2 April 2018 - Janet Bird
The use of smart phones to make online purchases is continuing to grow apace, new research has shown.
A study by online retailer Mobiles.co.uk has shown that the use of smartphones to make online purchases rose 18.9 percent in December 2017 compared to the same month the previous year, while the number of sales made using such devices went up from 36 percent to 41 percent between 2016 and 2017.
During December, the number of purchases made using desktop computers fell from 47 to 45 percent compared to the same month the previous year, while sales using tablets declined from 17 to 14 percent.
The Mobiles.co.uk research also showed that 88 percent of shoppers now carry out market research on their smartphones before buying an item.
And, interestingly for retailers, the data also showed that customers who do search for products on their handset are twice as likely to be using mobile optimised sites as shopping apps.

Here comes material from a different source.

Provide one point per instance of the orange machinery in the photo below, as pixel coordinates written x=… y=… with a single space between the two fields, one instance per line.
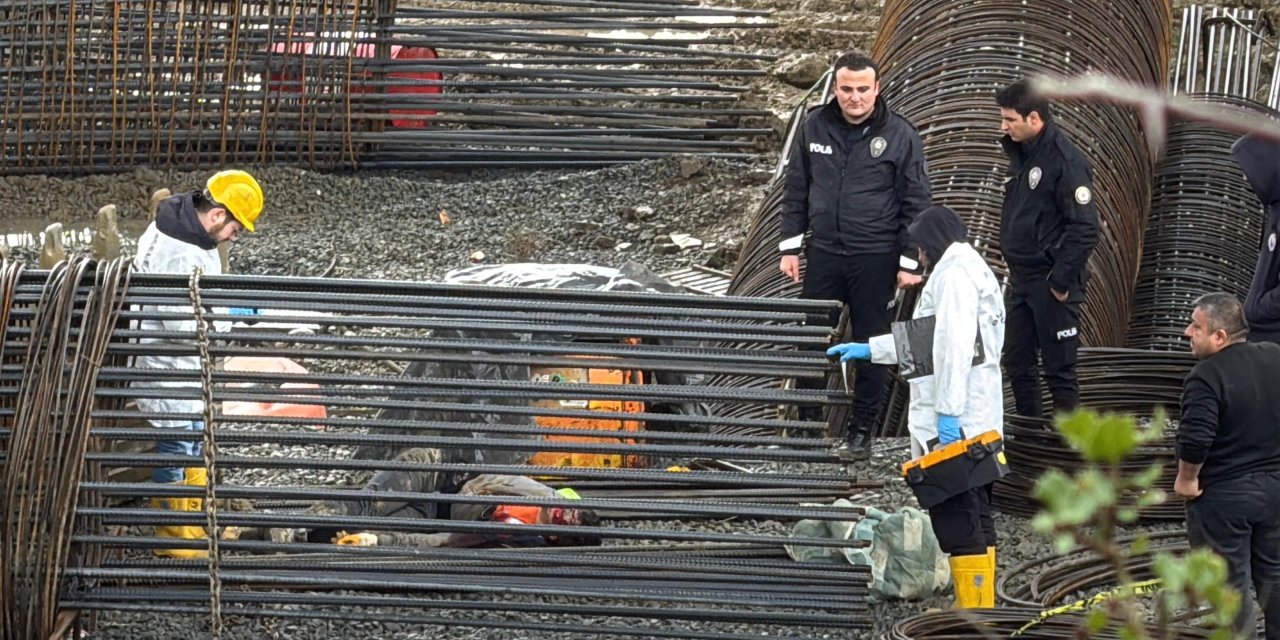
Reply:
x=589 y=375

The study was reinforced by YouGov data, which showed that 23 percent of adults in the UK buy something online at least once a week.
Data collated by Google, meanwhile, showed that 76 percent of shoppers who search for a product nearby using their smartphone will visit a related business or retailer within 24 hours, with 28 percent of those visits resulting in a purchase.
This finding may go some way do debunking concerns that a rise in online shopping may spell the death of the high street, instead suggesting online may actually be able to drive the more traditional approach to shopping for goods.